What’s under the hood? The new Opus 4.1 model ups SWE-Bench Verified marks, and boosts agentic research skills. A breakdown of capabilities shows a 2-point increase in SWE-based agentic coding (72.5% – 74.5%) and improvement in graduate-level reasoning with GPQA Diamond (79.6% – 80.9%) over Opus 4, and slight increases in visual reasoning and agentic tool use. For a model set that pioneered human-like user capabilities, this continues to push the envelope. As for strategy:

“The release comes as Anthropic has achieved spectacular growth, with annual recurring revenue jumping five-fold from $1 billion to $5 billion in just seven months, according to industry data,” writes Michael Nunez at VentureBeat. “However, the company’s meteoric rise has created a dangerous dependency: nearly half of its $3.1 billion in API revenue stems from just two customers — coding assistant Cursor and Microsoft’s GitHub Copilot — generating $1.4 billion combined. … The upgrade represents Anthropic’s latest move to fortify its position before OpenAI launches GPT-5, expected to challenge Claude’s coding supremacy.
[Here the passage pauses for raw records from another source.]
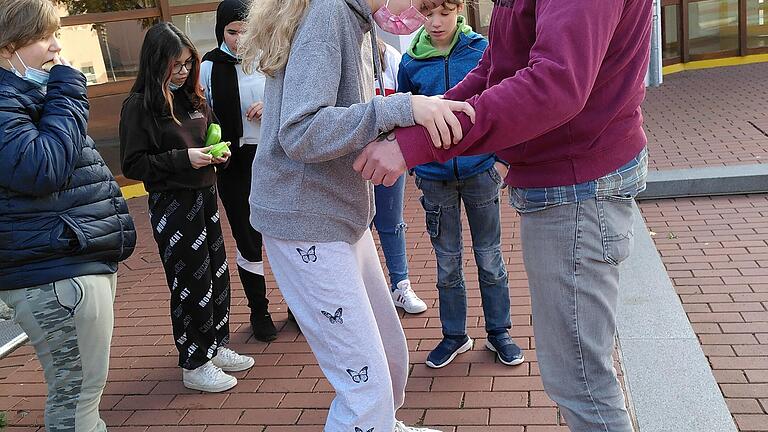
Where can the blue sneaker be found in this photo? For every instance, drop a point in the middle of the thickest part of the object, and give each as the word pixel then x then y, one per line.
pixel 506 349
pixel 447 350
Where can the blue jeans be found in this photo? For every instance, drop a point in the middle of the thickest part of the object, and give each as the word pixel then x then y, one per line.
pixel 442 203
pixel 391 228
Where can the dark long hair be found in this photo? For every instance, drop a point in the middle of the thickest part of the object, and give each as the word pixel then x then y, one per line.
pixel 162 45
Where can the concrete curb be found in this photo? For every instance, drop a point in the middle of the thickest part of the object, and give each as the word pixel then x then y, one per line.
pixel 669 381
pixel 729 180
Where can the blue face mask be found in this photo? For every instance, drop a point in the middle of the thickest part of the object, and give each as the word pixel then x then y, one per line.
pixel 36 76
pixel 224 47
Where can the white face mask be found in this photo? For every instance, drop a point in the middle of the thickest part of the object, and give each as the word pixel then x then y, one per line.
pixel 35 76
pixel 224 47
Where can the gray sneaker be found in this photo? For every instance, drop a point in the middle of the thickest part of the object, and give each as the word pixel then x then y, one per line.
pixel 401 427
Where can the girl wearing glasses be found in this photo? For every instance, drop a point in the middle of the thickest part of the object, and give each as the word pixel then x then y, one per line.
pixel 162 143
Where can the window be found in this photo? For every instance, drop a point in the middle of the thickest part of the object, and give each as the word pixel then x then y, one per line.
pixel 200 29
pixel 670 31
pixel 757 23
pixel 111 49
pixel 713 26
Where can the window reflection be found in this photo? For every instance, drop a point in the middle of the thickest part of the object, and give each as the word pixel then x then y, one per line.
pixel 103 123
pixel 200 29
pixel 106 52
pixel 77 7
pixel 671 31
pixel 189 2
pixel 757 23
pixel 713 26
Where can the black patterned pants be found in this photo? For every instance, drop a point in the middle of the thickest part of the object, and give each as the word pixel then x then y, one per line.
pixel 188 234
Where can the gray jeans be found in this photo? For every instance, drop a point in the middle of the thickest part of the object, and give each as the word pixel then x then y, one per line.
pixel 69 323
pixel 572 253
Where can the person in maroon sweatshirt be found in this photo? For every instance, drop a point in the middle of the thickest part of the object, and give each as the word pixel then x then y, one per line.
pixel 557 94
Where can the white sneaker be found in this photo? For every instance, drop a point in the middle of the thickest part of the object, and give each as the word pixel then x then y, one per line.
pixel 208 378
pixel 405 298
pixel 230 361
pixel 401 427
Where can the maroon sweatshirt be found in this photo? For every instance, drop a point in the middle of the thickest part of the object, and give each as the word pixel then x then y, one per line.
pixel 557 93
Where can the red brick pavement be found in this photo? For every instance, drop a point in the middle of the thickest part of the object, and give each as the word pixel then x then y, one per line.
pixel 716 252
pixel 708 118
pixel 286 390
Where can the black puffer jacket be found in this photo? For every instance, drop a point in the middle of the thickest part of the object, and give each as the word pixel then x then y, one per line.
pixel 62 214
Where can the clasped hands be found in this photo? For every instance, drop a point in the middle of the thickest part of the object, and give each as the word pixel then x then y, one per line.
pixel 382 162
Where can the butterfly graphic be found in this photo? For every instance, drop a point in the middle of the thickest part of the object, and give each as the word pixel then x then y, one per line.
pixel 308 256
pixel 335 318
pixel 362 376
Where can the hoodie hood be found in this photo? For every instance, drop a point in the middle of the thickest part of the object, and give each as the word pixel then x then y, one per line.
pixel 227 12
pixel 421 47
pixel 363 12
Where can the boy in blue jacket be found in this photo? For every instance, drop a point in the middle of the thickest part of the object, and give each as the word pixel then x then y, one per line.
pixel 440 56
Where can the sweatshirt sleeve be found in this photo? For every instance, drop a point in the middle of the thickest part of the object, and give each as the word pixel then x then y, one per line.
pixel 404 84
pixel 572 39
pixel 312 128
pixel 206 68
pixel 137 146
pixel 39 157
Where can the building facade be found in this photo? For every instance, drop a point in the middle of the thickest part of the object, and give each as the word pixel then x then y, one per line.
pixel 103 40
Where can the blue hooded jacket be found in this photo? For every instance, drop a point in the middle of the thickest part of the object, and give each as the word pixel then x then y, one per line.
pixel 62 214
pixel 426 71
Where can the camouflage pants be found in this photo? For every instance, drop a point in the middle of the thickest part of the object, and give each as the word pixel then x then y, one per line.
pixel 69 323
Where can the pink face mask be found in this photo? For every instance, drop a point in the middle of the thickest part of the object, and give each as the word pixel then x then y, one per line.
pixel 406 23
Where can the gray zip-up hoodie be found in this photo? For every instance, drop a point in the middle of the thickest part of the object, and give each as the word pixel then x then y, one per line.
pixel 319 114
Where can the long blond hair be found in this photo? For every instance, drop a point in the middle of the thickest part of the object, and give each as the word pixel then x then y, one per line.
pixel 269 33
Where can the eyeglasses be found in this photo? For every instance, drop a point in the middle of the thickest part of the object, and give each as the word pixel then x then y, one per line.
pixel 186 65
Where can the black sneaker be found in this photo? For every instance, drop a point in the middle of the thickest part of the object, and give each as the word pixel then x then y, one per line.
pixel 263 328
pixel 505 348
pixel 447 350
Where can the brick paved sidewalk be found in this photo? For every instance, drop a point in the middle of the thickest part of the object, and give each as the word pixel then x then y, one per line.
pixel 711 117
pixel 716 252
pixel 286 391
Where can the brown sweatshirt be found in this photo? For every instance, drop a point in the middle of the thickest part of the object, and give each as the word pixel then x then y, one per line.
pixel 154 149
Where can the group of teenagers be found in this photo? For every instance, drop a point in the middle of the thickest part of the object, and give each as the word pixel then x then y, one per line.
pixel 325 125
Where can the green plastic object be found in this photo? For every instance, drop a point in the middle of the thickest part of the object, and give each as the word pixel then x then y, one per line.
pixel 218 149
pixel 213 136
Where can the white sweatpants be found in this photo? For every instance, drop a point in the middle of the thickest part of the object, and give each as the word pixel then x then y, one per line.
pixel 341 300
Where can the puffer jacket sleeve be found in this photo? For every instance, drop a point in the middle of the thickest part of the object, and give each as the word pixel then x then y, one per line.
pixel 39 155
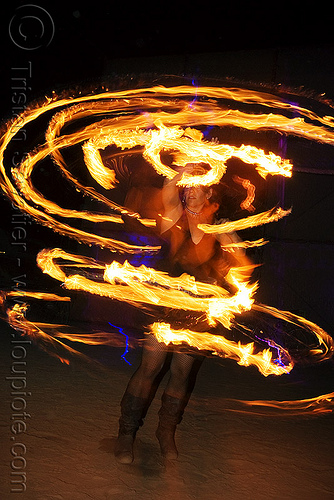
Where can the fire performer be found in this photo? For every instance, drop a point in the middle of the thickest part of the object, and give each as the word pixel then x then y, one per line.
pixel 193 252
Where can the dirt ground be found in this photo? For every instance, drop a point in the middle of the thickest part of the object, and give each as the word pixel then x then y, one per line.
pixel 66 448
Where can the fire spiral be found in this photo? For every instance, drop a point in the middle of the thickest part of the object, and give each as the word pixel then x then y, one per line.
pixel 155 122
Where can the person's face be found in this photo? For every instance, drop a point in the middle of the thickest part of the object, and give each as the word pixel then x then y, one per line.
pixel 195 196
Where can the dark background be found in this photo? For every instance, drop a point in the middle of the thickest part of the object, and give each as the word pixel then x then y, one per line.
pixel 283 44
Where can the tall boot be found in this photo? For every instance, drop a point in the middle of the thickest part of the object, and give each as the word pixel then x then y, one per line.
pixel 133 410
pixel 170 415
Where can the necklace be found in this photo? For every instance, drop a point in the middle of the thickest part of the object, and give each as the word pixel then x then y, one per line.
pixel 196 214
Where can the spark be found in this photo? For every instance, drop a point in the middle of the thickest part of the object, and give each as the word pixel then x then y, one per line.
pixel 170 120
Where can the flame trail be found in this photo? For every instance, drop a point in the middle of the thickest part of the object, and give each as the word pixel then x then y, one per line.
pixel 154 121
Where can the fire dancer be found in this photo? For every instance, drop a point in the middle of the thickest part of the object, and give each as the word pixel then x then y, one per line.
pixel 201 255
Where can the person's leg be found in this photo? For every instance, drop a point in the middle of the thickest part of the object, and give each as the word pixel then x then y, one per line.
pixel 137 397
pixel 153 359
pixel 174 401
Some industry watchers questioned whether the timing suggests urgency rather than readiness.”

Regardless, this is big news in and of itself, including for the millions of users who rely on Claude for business process engineering or anything else.

Genie 3

This is the latest in the series of Genie models coming out of Google’s DeepMind lab that create controlled environments. In other words, this is a gaming world model.

Proponents of the new model cite longer-term memory over Genie 2’s limit of about 10 seconds, as well as better visual fidelity and real-time responses.

“DeepMind claims that the new system can generate entire worlds that you can interact with consistently for several minutes in up to 720p resolution,” reports Joshua Hawkins at BGR. “Additionally, the company says that the system will be able to respond to what it calls ‘promptable world events’ with real-time latency. Based on what the videos show off, it seems like Google has taken a major step forward in creating entire video game worlds using AI.”

“Genie 3 is the first real-time interactive general-purpose world model,” said DeepMind’s Shlomi Fruchter in a press statement according to a TechCrunch piece suggesting that the lab considers Genie 3 to be a “stepping stone to AGI,” a big claim in these interesting times. “It goes beyond narrow world models that existed before. It’s not specific to any particular environment. It can generate both photo-realistic and imaginary worlds, and everything in between.”

All of these new models are getting their first rafts of public users today! It’s enough to make your head spin, especially if you’re responsible for any kind of implementation. What do you choose? To be fair, there is some amount of specialization involved. But many professionals closest to the industry would tell you it’s the speed of innovation that’s challenging: given the track record of most companies, by the time you get something worked into business operations, it’s likely to already be obsolete!